How and When to be Bored: Literature and Attention
Why can doing nothing feel so bad? When we “bed rot” are we actively decaying? Or, even if we like staying in bed, why might we fear others knowing or perceiving us as someone who does nothing? Does the adage “only boring people are bored” hold true? We will use these questions to make boredom interesting and to define this activity that looks like doing nothing. Boredom is at once something you might feel (“you are bored”) and something you judge others and things for being (“a boring person” or a boring book, movie, etc.).
To better understand boredom, we will look at when boredom first cohered as a concept and emerged etymologically in English: late eighteenth-century Britain. The critic Patricia Meyer Spacks argues that several cultural factors invented boredom at this historical moment: people had more leisure time; there was an increased investment in personal happiness; and, an explosion in print culture brought more potential diversions and distractions. People had both more to entertain them and more anxiety about their own idleness. How can this earlier articulation of boredom teach us about our own forms? How are we bored differently and similarly to those in the past?

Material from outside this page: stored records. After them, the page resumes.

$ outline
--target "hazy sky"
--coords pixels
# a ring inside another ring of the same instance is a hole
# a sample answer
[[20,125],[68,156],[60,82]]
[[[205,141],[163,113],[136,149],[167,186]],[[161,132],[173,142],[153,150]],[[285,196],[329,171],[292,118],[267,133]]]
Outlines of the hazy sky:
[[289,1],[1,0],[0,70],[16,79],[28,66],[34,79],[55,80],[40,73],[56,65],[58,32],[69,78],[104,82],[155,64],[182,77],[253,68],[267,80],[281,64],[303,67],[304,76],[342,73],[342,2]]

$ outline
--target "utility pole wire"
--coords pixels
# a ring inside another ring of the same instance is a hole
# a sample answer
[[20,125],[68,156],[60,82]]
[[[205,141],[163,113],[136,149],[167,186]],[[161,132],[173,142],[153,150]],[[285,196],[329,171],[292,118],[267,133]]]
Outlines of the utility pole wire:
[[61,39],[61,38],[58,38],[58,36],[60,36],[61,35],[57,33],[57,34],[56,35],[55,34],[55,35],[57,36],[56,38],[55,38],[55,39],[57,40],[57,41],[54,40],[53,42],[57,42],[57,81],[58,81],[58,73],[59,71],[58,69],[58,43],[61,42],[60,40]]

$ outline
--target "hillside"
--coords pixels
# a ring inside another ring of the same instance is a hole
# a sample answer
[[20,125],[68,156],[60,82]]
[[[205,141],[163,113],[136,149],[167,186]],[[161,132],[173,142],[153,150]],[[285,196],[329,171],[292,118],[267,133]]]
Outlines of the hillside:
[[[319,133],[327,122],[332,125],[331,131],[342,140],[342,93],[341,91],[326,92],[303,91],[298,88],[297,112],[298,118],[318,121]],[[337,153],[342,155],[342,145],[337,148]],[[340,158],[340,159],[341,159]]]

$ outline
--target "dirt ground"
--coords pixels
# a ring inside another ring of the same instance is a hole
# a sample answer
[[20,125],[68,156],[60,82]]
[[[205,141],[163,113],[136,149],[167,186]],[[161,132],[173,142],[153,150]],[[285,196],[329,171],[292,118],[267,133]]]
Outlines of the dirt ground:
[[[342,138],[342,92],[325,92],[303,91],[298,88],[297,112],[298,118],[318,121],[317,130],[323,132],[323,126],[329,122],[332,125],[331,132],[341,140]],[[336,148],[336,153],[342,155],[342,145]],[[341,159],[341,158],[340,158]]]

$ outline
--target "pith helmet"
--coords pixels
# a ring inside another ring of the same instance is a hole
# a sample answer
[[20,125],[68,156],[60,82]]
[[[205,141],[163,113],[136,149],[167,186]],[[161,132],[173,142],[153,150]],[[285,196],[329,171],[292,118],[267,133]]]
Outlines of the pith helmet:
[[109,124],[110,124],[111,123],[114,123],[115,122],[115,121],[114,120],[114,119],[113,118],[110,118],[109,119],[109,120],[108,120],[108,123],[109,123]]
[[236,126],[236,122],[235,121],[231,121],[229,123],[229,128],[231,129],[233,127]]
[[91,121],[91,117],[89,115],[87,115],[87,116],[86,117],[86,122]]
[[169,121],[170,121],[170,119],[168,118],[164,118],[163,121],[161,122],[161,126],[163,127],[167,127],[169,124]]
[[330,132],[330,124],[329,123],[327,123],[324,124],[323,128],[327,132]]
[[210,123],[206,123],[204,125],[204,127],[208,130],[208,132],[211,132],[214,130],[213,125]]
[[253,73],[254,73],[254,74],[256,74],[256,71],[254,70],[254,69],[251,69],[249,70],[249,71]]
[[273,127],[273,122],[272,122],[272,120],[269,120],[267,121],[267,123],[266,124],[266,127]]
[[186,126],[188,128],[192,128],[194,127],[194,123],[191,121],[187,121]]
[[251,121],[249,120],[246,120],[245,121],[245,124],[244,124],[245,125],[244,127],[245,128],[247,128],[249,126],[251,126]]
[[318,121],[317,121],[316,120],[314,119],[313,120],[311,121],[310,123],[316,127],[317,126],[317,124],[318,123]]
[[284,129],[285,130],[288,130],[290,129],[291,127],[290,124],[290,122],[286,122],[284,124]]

We will read together literary texts that use boredom as feeling and a judgement to express different kinds of discontent at different historical moments. We will read, watch, and engage with texts that purposefully solicit boredom, consider boredom, or try very hard to stave it off. Authors will include Alexander Pope, Samuel Johnson, Jane Austen, among others. We will also occasionally engage with recent, digital and multi-media projects, such as The Trainee (2008), video game Depression Quest (2013), and the experimental period drama Zama (2017). Assignments include frequent short, informal writing and two short essays.